We can all see the problem, but instead of finding a solution, it is, “don’t squash innovation, we’ll sort it out later, if they are a success.” But history has shown, time and again, that the wait-and-see approach has just made the situation worse, the law breakers have earned so much money that they can afford to lobby that they shouldn’t be prosecuted for breaking the law, in fact, the laws should be weakened to suit them!

Chargers I don’t understand Mike’s problem. When I used to travel, I used to have a private Nokia phone and a company Motorola, I’d have my Olympus camera and my Canon Camera, a laptop, torches and various other electronic devices. Each of those had a different, unique connector for charging, each would be directly wired into the charger, so no only would I carry the devices, I’d carry a dozen different charges and cables to connect things up.

Now, I just need one charger and one cable for everything (well, I still need to replace my Sony camera, which is micro-USB and I still have an iPhone and Apple Watch, so I actually still need 3 cables, but still just one charger).
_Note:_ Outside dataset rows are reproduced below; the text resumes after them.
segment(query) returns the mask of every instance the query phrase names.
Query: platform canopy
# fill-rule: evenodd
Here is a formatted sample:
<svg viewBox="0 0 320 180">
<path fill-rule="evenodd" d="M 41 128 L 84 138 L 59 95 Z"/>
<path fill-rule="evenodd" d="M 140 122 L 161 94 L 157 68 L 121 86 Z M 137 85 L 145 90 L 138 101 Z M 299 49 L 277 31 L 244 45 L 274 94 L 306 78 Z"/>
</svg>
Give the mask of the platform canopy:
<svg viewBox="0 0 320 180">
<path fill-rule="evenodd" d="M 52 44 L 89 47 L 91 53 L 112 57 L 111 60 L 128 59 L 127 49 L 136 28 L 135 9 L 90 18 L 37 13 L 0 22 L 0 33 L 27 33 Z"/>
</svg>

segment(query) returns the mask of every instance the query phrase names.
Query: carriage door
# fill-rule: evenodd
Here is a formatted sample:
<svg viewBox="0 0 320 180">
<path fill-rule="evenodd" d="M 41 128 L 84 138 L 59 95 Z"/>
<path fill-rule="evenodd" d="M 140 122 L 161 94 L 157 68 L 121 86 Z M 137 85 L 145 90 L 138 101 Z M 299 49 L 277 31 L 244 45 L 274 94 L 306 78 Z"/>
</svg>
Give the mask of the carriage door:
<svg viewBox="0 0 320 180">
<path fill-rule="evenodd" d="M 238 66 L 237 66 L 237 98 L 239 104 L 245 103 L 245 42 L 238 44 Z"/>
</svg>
It is the same in the house. I have thrown out around 20 different chargers and cables over the last 12 months, I am down to a single charger in my office in the basement, a charger in the kitchen and a lamp in the bedroom that has a USB-C port for charging other devices over night. I don’t have to carry cables and chargers from room to room because they are all different.

The EU tried to get companies to do this voluntarily, they gave them nearly a decade, before they stepped in and put it into law, because industry had shown they couldn’t do it themselves. And the argument that “USB-C might be better than Lightning now, but what about the future?” The law in question has a clause that the state of connection and charging will be regularly reviewed and if better standards come along the law can be amended to take that into account (E.g. all devices from 2022 - 2035 have to be USB-C, all devices after 2035 have to be TRA-B - yes, that is a deliberate sci-fi joke).

1 Like

I also signed into Facebook for the first time in several months to view an event invite for a religious conference. The news feed is unrecognizeable, between the advertisements and things “you may be interested in”. It bears little relation to the product I signed up for 15 years ago.

Apparently because I viewed a conference that was out of town, that gave the algorithm a signal that I wanted everything to do with that city. Concerts, yard sales, churches, whatever.